Lorsque George Ivan Morrison entreprend une démarche, elle n’est jamais banale. Il se tourne vers le futur et ne fait jamais deux fois la même chose. Ici, il a décidé de faire de la southern country music façon Nashville avec ses musiciens habituels et il réussit cette gageure de maîtresse façon. Sans doute n’a-t-il jamais atteint une telle qualité de chant au cours de sa carrière et, cerise sur le gâteau, la production met bien sa voix en valeur. Le résultat est très probant.
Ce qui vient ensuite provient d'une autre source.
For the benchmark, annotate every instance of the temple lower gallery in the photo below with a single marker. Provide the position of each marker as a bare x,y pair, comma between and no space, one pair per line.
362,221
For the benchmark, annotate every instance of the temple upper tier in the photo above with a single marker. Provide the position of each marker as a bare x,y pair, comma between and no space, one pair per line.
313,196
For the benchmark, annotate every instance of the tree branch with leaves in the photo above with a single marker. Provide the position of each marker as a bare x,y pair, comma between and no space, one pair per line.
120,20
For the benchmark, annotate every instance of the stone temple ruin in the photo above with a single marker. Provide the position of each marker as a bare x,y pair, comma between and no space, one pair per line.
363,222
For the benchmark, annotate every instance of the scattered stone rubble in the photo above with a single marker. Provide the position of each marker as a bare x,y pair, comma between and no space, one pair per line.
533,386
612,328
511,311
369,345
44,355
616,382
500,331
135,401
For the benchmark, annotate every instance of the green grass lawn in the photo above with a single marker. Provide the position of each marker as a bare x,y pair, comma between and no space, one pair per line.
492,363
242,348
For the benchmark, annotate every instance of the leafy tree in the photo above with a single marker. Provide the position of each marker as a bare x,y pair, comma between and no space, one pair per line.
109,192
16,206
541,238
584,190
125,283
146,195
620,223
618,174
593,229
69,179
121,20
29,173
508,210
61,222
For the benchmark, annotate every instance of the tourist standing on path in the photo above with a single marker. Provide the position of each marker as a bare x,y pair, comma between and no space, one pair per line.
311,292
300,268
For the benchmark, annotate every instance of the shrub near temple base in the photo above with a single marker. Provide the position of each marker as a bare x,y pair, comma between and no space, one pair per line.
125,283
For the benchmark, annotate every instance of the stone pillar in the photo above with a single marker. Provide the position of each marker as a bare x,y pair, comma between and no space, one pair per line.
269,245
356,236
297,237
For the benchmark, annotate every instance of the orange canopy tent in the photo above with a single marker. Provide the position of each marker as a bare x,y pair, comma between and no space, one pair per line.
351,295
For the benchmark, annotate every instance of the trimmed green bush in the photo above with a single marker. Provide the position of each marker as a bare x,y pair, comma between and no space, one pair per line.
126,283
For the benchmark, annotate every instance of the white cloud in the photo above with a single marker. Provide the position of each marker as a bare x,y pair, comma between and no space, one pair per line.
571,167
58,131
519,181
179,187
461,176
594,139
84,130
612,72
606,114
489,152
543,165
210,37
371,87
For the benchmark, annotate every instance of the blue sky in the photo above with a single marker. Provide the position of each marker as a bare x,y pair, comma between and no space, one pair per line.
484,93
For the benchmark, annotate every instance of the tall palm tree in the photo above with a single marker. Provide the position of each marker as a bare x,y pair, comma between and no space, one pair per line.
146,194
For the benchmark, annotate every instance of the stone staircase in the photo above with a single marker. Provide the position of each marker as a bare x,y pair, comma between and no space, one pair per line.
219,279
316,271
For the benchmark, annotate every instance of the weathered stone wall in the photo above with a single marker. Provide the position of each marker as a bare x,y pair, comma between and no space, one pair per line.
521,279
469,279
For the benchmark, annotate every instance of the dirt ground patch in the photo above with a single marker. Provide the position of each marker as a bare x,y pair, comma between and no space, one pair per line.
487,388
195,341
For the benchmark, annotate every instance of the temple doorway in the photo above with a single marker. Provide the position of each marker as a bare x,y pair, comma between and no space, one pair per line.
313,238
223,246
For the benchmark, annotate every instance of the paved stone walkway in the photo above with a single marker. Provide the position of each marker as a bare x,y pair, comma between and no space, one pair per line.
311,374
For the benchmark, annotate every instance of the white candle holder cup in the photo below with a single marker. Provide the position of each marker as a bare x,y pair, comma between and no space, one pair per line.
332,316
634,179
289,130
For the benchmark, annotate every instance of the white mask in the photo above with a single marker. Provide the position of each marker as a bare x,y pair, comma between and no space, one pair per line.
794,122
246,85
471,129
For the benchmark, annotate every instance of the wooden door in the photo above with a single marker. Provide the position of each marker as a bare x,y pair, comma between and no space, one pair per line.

Il reprend de vieux standards comme « Half As Much » de Curly Williams, qui parle d’un amour manifestement réparti de façon inégale dans le couple, « Your Cheatin’ Heart » de Hank Williams, qui compare une personne prompte à verser des larmes à une fontaine, ou « My Bucket’s Got A Hole In It » de Clarence Williams, qui traite de la propension à dépenser plus que de raison. Il chante aussi des compositions personnelles comme « Playhouse », sans doute la meilleure, « Pay The Devil » et « This Has Got To Stop ». Chaque fois, son talent d’interprète transcende le morceau et en fait une version essentielle.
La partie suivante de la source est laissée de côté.